In our study, we found that high PD-NLR score was correlated with tumor size, T-stage, lymph node metastasis, type of hormone production, perineural invasion, and WHO classification. Moreover, patients with high PD-NLR score were more likely to have distant metastasis than patients with low PD-NLR score. All of these findings indicate that PD-NLR can reflect the tumor progression and tumor burden. Further analysis revealed that PD-NLR score was an independent predictive factor for patients with surgically resected PNETs of the head. Patients with a high PD-NLR score had significantly poorer OS and DFS than did those with a low PD-NLR score. For the subgroups of patients with grade 1 or 2 tumor or tumor size > 2.5 cm, we similarly found that high PD-NLR score was significantly associated with decreased OS and DFS. Furthermore, the predictive capability of PD-NLR score for survival was superior to that of WHO classification. All of these findings confirm that preoperative PD-NLR score can predict the outcomes of patients with PNET of the head undergoing curative resection.
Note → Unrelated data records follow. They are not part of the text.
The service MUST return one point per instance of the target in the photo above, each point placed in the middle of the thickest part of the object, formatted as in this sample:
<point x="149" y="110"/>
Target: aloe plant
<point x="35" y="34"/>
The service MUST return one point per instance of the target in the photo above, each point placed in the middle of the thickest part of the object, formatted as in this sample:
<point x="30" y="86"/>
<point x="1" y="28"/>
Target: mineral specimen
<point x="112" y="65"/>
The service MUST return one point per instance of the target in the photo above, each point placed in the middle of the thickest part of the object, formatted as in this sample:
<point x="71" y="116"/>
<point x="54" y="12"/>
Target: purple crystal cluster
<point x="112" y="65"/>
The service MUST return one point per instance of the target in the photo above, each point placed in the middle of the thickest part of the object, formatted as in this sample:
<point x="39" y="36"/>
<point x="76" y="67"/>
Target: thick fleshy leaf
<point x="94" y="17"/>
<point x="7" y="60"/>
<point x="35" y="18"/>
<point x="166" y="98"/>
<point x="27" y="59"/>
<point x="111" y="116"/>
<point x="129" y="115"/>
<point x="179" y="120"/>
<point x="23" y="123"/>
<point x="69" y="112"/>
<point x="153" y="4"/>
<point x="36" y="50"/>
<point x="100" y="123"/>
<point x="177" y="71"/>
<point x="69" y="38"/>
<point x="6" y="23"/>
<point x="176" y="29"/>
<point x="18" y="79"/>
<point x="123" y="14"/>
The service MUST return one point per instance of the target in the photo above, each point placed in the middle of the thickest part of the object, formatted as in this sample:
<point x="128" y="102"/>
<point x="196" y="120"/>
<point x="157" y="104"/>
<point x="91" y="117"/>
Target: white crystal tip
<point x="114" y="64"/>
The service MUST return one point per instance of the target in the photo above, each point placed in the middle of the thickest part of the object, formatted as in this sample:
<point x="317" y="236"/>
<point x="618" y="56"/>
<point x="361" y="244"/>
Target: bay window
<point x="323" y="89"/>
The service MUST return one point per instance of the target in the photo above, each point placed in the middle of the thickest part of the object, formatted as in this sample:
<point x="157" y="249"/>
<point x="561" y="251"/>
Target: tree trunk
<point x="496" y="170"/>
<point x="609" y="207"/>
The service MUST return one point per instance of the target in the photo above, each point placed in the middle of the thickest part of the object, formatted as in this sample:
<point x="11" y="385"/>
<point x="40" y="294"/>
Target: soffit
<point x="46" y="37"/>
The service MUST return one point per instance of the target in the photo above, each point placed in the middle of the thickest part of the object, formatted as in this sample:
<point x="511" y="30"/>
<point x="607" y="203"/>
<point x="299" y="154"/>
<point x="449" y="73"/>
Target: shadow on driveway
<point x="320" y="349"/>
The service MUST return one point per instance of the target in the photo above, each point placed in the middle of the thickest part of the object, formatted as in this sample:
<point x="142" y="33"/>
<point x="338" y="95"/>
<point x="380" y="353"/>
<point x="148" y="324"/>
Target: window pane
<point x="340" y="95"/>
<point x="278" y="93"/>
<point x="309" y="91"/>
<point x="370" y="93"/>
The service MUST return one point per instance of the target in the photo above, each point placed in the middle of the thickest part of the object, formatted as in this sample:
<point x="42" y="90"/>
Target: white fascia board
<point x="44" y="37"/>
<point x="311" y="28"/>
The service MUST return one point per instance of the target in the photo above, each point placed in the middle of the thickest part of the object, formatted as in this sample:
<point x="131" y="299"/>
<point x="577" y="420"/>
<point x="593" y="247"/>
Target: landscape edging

The major limitations of the present study are its retrospective nature and single-center design. A further limitation is the small sample size. Therefore, large prospective studies are necessary to validate our findings. Another limitation was the short study duration of 46 months, as PNETs generally have an indolent disease course. In addition, only patients who underwent curative resection were included in the study. Despite these limitations, the present study is valuable as it identifies PD-NLR score as a potential prognostic marker to predict survival in patients with PNET of the head undergoing curative resection.

Conclusions

Based on the PD-NLR scoring system, patients with PNETs of the head after curative resection were classified into three groups based on their prognosis. As a novel and easily accessible inflammation-based biomarker, preoperative PD-NLR score can serve as an independent prognostic marker of early survival in patients with PNETs of the head undergoing curative resection. Prospective and independent studies are warranted to verify our findings.

Notes

Acknowledgements

Not applicable.

Authors’ contributions

BZ and CY contributed to the study concept, design and drafting of the manuscript. JX and CY contributed to the collection and analysis of the data. YD and SY contributed to the supervision and interpretation of the data. BZ was the main investigator and was responsible for the overall study concept and design as well as the revision and final drafting of the manuscript. All authors read and approved the final manuscript.

Funding

This work was supported by grants from the General Research Projects of the Department of Education of Zhejiang Province (No. Y201737812), Zhejiang Province Department of Laboratory Animal Science and Technology Plan Projects (No. 2018C37115). The funder of Y201737812 and 2018C37115 was Bo Zhou who was the first and corresponding author, responsible for the overall study concept and design as well as the revision and final drafting of the manuscript.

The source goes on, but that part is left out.